In any case, you don't need or want ls
at all here, all you want is for file in *gz
which is a far better approach since it can deal with arbitrary file names (as long as you properly quote your variables).
So, your loop could be much better written as:
for file in *.gz; do
newfile=$(echo "$file" | awk -F "_" '{print $1"_"$2".gz"}' | sed 's/ //g')
mv -- "$file" "$newfile"
done
Note how I also fixed your awk and sed commands since you hadn't closed the awk
part before opening the sed
part and how all variables are quoted. Also note how I removed the ,
in your awk print
statement since those would be adding a space (or whatever you set the OFS
variable to) between each printed item.
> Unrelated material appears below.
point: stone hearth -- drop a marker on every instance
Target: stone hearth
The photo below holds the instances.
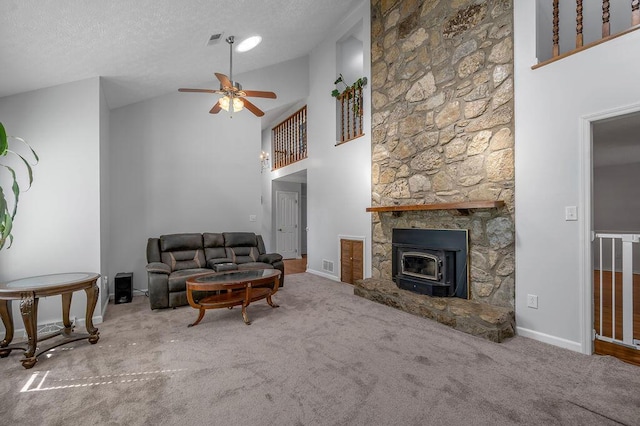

The --
is used to indicate the end of command line options and ensures the command will work with file names starting with -
.
Next, you don't really need awk
or sed
at all. You could use the shell:
for f in *gz; do
echo mv -- "$f" "${f%%_V*}"
done
The ${variable%%pattern}
syntax ("${f%%_V*}") means "return the value of $variable after removing the longest string matching $pattern from the end". So, in this case, it means "remove everything from the first
_which comes before a
V`. You can read more about it here:
${parameter%%word}
The word is expanded to produce a pattern and matched according to the rules described below (see Pattern Matching). If the pattern matches a trailing portion of the expanded value of parameter, then the result of the expansion is the value of parameter with the shortest matching pattern (the ‘%’ case) or the longest matching pattern (the ‘%%’ case) deleted. If parameter is ‘@’ or ‘’, the pattern removal operation is applied to each positional parameter in turn, and the expansion is the resultant list. If parameter is an array variable subscripted with ‘@’ or ‘’, the pattern removal operation is applied to each member of the array in turn, and the expansion is the resultant list.
Once you are satisfied that it works as expected, remove the echo
and run it again to actually rename the files.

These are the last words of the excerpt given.